Waterway, storm drain maintenance cuts forecast

Public works chief projects impact of budget cuts

March 30, 2010|By Julie Scharper | julie.scharper@baltsun.com

The city would have to scale back efforts to remove trash from rivers under a preliminary budget scenario drafted by Mayor Stephanie C. Rawlings-Blake's administration, the public works director said Monday.

The Department of Public Works would no longer maintain costly nets that filter garbage from waterways and would clean storm drains less frequently under the budget plan, Director David E. Scott told Rawlings-Blake, City Council President Bernard C. "Jack" Young and Comptroller Joan Pratt.
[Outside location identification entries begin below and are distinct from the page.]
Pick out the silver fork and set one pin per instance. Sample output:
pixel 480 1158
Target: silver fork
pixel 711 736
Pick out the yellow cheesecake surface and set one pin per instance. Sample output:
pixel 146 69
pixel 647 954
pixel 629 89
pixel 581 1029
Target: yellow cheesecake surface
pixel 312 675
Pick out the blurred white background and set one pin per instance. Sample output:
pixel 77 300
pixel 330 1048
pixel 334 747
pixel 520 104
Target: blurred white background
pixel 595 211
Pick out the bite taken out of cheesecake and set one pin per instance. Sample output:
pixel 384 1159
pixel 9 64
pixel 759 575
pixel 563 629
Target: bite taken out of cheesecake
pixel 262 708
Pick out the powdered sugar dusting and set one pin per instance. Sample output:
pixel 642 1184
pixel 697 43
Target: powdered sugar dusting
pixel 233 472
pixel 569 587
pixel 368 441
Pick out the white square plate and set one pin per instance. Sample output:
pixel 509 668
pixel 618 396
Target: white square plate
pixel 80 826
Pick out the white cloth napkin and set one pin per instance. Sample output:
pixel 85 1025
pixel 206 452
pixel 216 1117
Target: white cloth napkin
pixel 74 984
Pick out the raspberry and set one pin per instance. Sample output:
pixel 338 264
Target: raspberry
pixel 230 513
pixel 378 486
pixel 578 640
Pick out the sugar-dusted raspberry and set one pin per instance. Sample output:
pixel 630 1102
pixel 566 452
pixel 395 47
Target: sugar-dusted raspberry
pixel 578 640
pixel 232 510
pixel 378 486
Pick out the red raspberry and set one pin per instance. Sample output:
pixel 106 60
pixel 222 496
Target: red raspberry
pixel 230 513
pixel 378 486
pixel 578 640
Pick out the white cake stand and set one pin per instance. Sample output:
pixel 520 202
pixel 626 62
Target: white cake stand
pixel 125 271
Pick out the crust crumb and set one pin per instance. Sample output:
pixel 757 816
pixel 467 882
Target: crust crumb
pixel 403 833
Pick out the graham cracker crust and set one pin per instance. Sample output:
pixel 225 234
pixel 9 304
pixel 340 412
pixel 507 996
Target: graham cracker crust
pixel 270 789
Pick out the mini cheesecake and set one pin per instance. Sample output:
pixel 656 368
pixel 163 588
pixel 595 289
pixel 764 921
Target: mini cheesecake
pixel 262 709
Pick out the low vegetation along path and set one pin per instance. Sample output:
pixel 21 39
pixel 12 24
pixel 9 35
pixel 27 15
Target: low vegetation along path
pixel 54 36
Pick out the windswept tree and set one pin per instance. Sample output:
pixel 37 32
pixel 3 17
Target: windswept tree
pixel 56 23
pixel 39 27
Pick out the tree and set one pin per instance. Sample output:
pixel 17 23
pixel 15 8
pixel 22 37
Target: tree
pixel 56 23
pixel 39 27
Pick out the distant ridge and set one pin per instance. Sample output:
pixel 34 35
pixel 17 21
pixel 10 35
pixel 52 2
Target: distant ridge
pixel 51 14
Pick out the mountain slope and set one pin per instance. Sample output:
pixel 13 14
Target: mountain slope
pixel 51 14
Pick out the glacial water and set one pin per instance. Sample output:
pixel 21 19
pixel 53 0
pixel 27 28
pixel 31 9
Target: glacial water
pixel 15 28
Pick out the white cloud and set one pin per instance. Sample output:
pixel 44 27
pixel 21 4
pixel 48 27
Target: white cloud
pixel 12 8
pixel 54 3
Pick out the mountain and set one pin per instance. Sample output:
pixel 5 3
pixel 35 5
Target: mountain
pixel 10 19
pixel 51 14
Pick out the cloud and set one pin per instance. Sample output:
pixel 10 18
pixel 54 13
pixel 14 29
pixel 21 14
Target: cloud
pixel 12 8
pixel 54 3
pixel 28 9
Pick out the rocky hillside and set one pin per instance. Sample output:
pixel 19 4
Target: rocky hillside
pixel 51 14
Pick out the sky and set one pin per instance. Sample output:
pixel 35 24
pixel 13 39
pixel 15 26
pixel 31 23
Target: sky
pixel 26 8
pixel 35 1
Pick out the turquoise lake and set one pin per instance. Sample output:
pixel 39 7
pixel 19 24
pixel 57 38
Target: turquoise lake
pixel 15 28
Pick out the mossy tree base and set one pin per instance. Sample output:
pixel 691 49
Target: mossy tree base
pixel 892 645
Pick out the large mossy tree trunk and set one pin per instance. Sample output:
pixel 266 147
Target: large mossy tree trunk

About $3.6 million was lopped from the department's $378 million budget in the plan to close a $121 million funding gap without new revenue. Public works lost about $5 million from highway user revenue that the state, coping with its own fiscal woes, did not turn over to the city.

Scott spoke to members of the city's spending board as part of a series of public meetings on the budget. Residents are urged to express their opinions at a taxpayers' night on April 7.

Many of the cuts laid out in the preliminary budget - including layoffs of 120 police officers and 90 firefighters and the closure of more than half the city's recreation centers - have provoked outcry from agency heads and council members. The preliminary budget is expected to help Rawlings-Blake drum up support for a $50 million package of taxes and fees she is slated to present along with a comprehensive spending plan on April 12.

Among the new fees being considered is a small storm water charge to pay for cleaning and maintenance of waterways, Scott said, adding that many other municipalities charge such a fee.

Bulk trash pickups would end and the frequency of street sweeping and graffiti removal would be cut by a third, he said. Street cleanings in 10 business districts would cease, although the Downtown Partnership would continue to clean the area it serves.

Scott said he hoped other business owners would band together to clean their neighborhoods.

Rawlings-Blake praised public works, saying it boosted recycling rates and cut costs after implementing the "One Plus One" program last year as an example of "doing more with less."

Recreation and Parks interim director Dwayne B. Thomas also spoke about cuts to the parks program at Monday's meeting. He said no new trees would be planted, ball fields would be tended less frequently and flower beds and shrubs would no longer be cared for at recreation centers and many parks.